In the environment, acid rain damages trees and causes soils and water bodies to acidify, making the water unsuitable for some fish and other wildlife. It also speeds the decay of buildings, statues, and sculptures that are part of our national heritage.
d. Smog effect
The smog effect or beret effect happens when there is a kind of dark fog concentrated over the cities and fields. That fog is a load of pollutants and can be of 2 types: sulphurous smog and photochemical smog, both dangerous and harmful to health. Both types of smog are a consequence of industrial and urban action. However, sulphurous smog has its origin mainly in the use of coal in many industrial processes. That has been reduced in the most advanced countries – nevertheless, there are still many developing countries that do not have treatment protocols for pollutants.
e. Effects on wildlife
Toxic pollutants in the air, or deposited on soils or surface waters, can impact wildlife in a number of ways. Like humans, animals can experience health problems if they are exposed to sufficient concentrations of air toxics over time. Studies show that air toxics are contributing to birth defects, reproductive failure, and disease in animals.
Persistent toxic air pollutants (those that break down slowly in the environment) are of particular concern in aquatic ecosystems. These pollutants accumulate in sediments and may biomagnify in tissues of animals at the top of the food
chain to concentrations many times higher than in the water or air.
2. Human health impacts
Around the world, nine out of 10 people breathe unhealthy air.
Air pollution is now the biggest environmental risk for early death, responsible for more than 6 million premature deaths each year from heart attacks, strokes, diabetes and respiratory diseases. That’s more than the deaths from AIDS, tuberculosis and malaria combined.
Exposure to high levels of air pollution can cause a variety of adverse health outcomes. It increases the risk of respiratory infections, heart disease and lung cancer. Both short and long term exposure to air pollutants have been associated with health impacts. More severe impacts affect people who are already ill. Children, the elderly and poor people are more susceptible. The most health-harmful pollutants – closely associated with excessive premature mortality – are fine PM2.5 particles that penetrate deep into lung passageways.

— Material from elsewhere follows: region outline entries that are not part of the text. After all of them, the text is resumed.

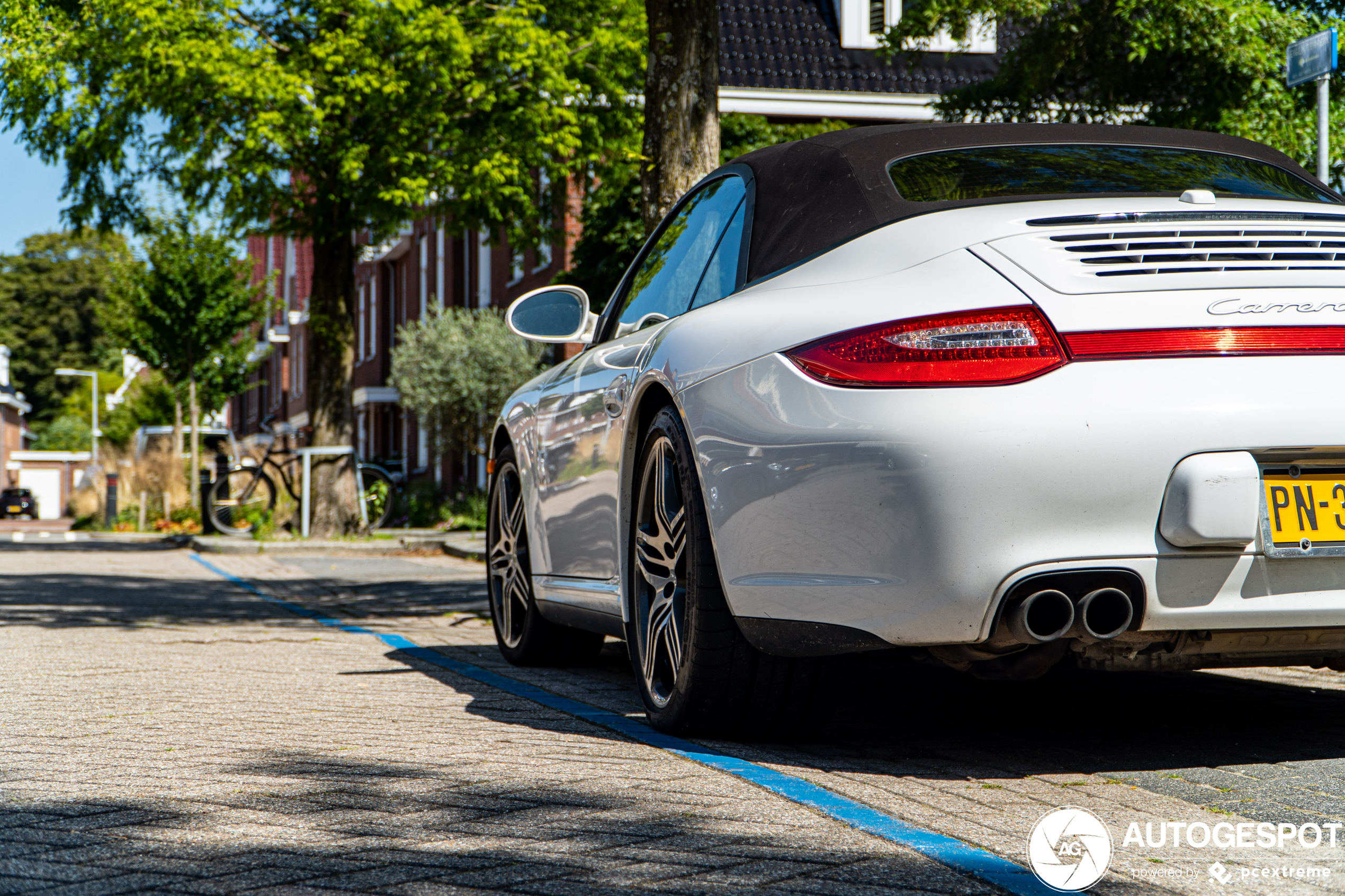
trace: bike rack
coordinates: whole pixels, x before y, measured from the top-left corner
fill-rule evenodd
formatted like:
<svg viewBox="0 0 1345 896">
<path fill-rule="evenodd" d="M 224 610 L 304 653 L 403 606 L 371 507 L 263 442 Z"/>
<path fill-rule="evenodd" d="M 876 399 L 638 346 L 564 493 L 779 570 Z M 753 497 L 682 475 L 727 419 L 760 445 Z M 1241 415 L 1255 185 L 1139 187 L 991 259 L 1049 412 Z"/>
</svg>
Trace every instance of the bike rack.
<svg viewBox="0 0 1345 896">
<path fill-rule="evenodd" d="M 299 516 L 300 516 L 300 520 L 301 520 L 300 529 L 303 531 L 303 535 L 304 535 L 305 539 L 308 537 L 308 523 L 309 523 L 308 509 L 309 509 L 309 506 L 312 504 L 312 501 L 309 498 L 309 485 L 308 485 L 308 482 L 309 482 L 309 478 L 311 478 L 309 473 L 312 472 L 313 455 L 317 454 L 317 455 L 327 457 L 327 455 L 354 454 L 354 453 L 355 453 L 355 447 L 352 445 L 315 445 L 313 447 L 296 449 L 295 450 L 295 454 L 299 454 L 300 457 L 304 458 L 303 502 L 300 504 L 300 508 L 299 508 Z M 356 494 L 355 502 L 359 504 L 359 520 L 360 520 L 360 523 L 363 523 L 367 527 L 369 525 L 369 509 L 364 506 L 364 484 L 359 481 L 359 465 L 356 463 L 355 467 L 356 467 L 355 469 L 355 494 Z"/>
</svg>

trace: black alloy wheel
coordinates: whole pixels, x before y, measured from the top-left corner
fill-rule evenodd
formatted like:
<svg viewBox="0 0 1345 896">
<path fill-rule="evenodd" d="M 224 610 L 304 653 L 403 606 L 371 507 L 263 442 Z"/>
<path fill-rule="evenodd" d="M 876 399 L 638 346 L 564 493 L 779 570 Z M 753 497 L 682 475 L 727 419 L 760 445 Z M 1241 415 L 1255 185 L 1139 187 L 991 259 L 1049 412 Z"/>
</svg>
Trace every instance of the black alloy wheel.
<svg viewBox="0 0 1345 896">
<path fill-rule="evenodd" d="M 650 724 L 744 739 L 820 732 L 835 709 L 833 664 L 773 657 L 742 637 L 677 408 L 655 414 L 635 470 L 625 631 Z"/>
<path fill-rule="evenodd" d="M 603 649 L 603 635 L 549 622 L 533 596 L 523 482 L 514 450 L 495 458 L 486 512 L 491 625 L 500 653 L 515 666 L 584 665 Z"/>
</svg>

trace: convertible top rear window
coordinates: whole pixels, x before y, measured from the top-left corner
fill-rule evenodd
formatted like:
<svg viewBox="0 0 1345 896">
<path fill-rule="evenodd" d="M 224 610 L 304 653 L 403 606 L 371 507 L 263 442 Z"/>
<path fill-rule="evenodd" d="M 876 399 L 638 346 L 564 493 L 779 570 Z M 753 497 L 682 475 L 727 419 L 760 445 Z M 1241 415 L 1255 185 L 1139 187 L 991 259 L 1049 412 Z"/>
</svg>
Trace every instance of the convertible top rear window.
<svg viewBox="0 0 1345 896">
<path fill-rule="evenodd" d="M 1336 201 L 1264 161 L 1167 146 L 979 146 L 900 159 L 888 171 L 901 197 L 917 203 L 1060 193 L 1180 195 L 1186 189 Z"/>
</svg>

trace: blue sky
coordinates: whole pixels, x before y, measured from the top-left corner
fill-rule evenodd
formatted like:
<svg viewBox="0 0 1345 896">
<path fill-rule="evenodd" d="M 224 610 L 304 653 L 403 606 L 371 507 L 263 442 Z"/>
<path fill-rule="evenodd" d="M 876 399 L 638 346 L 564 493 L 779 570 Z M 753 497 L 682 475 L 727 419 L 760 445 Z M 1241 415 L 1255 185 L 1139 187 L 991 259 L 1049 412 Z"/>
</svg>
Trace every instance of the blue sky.
<svg viewBox="0 0 1345 896">
<path fill-rule="evenodd" d="M 0 133 L 0 254 L 19 249 L 19 240 L 61 227 L 62 167 L 43 165 L 16 142 L 17 133 Z"/>
</svg>

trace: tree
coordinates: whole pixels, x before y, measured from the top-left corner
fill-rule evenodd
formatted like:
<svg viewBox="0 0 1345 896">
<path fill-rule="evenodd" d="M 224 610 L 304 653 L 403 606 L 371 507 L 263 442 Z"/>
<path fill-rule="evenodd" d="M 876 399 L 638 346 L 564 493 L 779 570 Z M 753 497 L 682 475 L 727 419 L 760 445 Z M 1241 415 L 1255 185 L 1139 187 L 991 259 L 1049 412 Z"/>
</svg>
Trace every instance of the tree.
<svg viewBox="0 0 1345 896">
<path fill-rule="evenodd" d="M 436 454 L 479 453 L 506 399 L 537 375 L 543 351 L 511 333 L 494 309 L 444 309 L 397 334 L 391 382 Z"/>
<path fill-rule="evenodd" d="M 265 283 L 252 285 L 252 266 L 234 255 L 231 242 L 196 224 L 186 211 L 156 218 L 145 240 L 145 259 L 128 261 L 113 283 L 100 320 L 108 334 L 174 388 L 174 446 L 182 451 L 182 392 L 191 412 L 191 482 L 196 502 L 200 480 L 200 403 L 196 387 L 237 363 L 246 344 L 239 333 L 266 320 L 272 302 Z"/>
<path fill-rule="evenodd" d="M 66 396 L 89 391 L 87 377 L 56 376 L 58 367 L 120 369 L 95 308 L 125 251 L 121 236 L 85 231 L 35 234 L 19 254 L 0 257 L 0 343 L 13 348 L 9 373 L 32 404 L 28 423 L 39 435 Z"/>
<path fill-rule="evenodd" d="M 720 159 L 720 4 L 644 0 L 644 235 Z"/>
<path fill-rule="evenodd" d="M 1314 0 L 908 0 L 888 44 L 917 50 L 940 28 L 966 38 L 998 16 L 1017 42 L 994 78 L 940 98 L 943 118 L 1217 130 L 1313 168 L 1315 86 L 1284 87 L 1284 50 L 1332 15 Z M 1332 118 L 1345 124 L 1345 105 Z"/>
<path fill-rule="evenodd" d="M 537 172 L 562 184 L 632 126 L 638 21 L 629 0 L 0 0 L 0 118 L 66 163 L 73 222 L 143 222 L 155 176 L 311 238 L 313 439 L 350 445 L 351 235 L 430 214 L 537 240 Z M 316 532 L 358 528 L 352 461 L 315 489 Z"/>
<path fill-rule="evenodd" d="M 772 124 L 765 116 L 730 111 L 720 116 L 720 164 L 753 149 L 847 126 L 843 121 L 833 120 Z M 584 196 L 584 211 L 580 215 L 584 228 L 574 246 L 570 267 L 557 274 L 554 282 L 582 287 L 594 312 L 607 306 L 608 297 L 644 244 L 647 234 L 640 218 L 640 201 L 638 159 L 621 159 L 599 168 L 593 187 Z"/>
</svg>

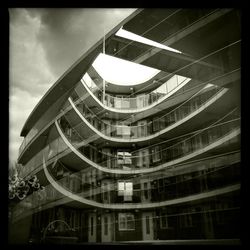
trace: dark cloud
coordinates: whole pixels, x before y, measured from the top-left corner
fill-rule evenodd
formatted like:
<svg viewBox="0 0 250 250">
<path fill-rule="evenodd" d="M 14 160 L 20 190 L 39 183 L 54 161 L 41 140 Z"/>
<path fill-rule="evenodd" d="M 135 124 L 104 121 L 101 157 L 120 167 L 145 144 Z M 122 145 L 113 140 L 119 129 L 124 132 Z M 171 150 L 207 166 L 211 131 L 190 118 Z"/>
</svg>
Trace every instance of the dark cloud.
<svg viewBox="0 0 250 250">
<path fill-rule="evenodd" d="M 134 9 L 9 9 L 10 133 L 14 162 L 20 131 L 35 105 L 81 55 Z"/>
<path fill-rule="evenodd" d="M 52 72 L 60 77 L 88 48 L 132 9 L 27 9 L 41 25 L 37 39 Z"/>
</svg>

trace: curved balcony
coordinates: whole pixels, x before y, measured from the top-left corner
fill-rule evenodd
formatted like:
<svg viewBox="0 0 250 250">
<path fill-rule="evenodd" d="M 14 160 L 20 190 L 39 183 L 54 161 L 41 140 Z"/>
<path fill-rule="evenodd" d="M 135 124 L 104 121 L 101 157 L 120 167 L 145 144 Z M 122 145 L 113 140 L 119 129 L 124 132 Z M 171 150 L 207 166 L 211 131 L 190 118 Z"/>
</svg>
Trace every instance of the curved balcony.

There is strong evidence linking lower socio-economic status to increased exposure to air pollution. In large parts of Europe, poorer people are more likely to live next to busy roads or industrial areas and thus, face higher levels of exposure to air pollution. At the same time, exposure patterns vary across European cities. In some cities, wealthier people live in central, polluted areas, while in other European cities central areas are inhabited by poorer communities.

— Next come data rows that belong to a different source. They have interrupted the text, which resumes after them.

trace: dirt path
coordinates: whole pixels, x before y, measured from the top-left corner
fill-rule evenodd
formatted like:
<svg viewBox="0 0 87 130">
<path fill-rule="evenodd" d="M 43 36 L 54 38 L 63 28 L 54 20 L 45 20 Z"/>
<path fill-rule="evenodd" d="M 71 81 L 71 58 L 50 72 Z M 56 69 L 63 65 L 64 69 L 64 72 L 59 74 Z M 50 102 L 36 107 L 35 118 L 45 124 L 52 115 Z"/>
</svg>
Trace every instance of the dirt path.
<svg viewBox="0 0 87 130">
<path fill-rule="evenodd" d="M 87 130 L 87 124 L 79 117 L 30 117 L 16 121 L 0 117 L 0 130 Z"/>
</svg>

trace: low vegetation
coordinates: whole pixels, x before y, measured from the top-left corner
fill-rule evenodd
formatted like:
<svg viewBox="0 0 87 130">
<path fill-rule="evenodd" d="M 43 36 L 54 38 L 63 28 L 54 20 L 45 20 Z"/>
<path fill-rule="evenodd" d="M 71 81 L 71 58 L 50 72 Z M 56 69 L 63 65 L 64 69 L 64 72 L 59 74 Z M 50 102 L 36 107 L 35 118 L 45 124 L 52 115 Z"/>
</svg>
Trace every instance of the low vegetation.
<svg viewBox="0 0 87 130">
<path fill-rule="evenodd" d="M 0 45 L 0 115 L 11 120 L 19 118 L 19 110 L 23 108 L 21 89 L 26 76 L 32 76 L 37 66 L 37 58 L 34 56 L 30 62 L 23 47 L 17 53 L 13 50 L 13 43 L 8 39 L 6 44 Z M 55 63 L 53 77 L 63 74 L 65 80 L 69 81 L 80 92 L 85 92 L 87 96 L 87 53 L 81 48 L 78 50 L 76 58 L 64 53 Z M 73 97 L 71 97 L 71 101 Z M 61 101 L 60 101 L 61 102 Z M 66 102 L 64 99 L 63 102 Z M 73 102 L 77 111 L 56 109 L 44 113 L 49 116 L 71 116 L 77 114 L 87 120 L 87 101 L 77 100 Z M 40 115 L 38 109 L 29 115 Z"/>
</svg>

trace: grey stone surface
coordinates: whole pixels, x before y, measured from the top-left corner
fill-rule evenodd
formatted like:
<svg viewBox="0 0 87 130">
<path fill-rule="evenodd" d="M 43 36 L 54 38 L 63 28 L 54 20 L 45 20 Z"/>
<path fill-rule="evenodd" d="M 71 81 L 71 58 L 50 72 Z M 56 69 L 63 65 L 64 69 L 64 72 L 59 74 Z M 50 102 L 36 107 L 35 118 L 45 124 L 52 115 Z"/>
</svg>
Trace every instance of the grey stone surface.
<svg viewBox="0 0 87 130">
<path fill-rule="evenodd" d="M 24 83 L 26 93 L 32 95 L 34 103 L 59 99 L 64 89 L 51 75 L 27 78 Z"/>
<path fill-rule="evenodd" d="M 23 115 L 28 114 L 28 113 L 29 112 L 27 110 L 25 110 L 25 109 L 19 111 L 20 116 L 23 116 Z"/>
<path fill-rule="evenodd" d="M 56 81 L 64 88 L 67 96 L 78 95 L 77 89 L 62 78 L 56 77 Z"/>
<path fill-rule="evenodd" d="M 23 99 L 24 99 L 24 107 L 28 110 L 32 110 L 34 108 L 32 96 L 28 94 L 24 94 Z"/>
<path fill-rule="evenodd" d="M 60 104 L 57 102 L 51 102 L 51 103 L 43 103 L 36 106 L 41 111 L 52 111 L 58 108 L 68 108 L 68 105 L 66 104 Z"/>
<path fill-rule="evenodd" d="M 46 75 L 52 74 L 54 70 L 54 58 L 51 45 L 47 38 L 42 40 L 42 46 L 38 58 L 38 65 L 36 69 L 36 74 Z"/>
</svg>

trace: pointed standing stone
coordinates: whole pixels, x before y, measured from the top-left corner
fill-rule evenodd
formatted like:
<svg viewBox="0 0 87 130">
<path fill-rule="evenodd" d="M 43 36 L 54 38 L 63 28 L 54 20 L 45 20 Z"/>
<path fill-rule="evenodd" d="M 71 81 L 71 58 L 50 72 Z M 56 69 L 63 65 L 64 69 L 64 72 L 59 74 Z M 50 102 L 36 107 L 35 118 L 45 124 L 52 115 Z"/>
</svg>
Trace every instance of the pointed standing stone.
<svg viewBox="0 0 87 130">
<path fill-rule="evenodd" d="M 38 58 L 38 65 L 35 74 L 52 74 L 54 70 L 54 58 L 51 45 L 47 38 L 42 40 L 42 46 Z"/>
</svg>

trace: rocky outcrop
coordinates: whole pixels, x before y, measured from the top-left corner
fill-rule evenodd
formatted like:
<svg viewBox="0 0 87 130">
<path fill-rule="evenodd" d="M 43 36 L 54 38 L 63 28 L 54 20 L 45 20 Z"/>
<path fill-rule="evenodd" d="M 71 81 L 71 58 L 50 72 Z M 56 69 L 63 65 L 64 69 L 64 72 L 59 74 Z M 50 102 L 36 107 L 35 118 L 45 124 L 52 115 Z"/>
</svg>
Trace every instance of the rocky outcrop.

IV. What can we do to protect ourselves?
Fighting air pollution is everybody’s responsibility. We all need to do more, a lot more. Swiftly and proactively to reduce air pollution. Concerted and coordinated efforts with active involvement of all the sectors is imperative. This includes the Government (national, state and local governments), cities, community at large and individuals.
To national governments: reduce emissions and set national standards that meet WHO air quality guidelines. Invest in research and education around clean air and pollution – they are an essential tool.

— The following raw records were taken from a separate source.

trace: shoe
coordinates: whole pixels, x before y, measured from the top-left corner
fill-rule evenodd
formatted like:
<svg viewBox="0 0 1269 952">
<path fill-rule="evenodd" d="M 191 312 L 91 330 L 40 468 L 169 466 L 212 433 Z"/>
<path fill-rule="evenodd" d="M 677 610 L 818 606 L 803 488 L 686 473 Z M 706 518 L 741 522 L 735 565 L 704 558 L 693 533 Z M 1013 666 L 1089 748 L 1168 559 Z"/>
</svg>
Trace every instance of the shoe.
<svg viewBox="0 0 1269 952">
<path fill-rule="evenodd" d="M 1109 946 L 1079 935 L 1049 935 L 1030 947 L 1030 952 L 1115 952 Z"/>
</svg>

To cities and local communities: Public policies across sectors must factor in public health from the beginning, followed up with sufficient data and tools to assess them.
To individuals: Continue to stand up for your right to healthy and sustainable environments. Hold your governments accountable.
All of us – in government, business, and individual – we are all accountable. Think and rethink, about the way you live and consume and make sustainable choices for yourself, your children and your children’s children.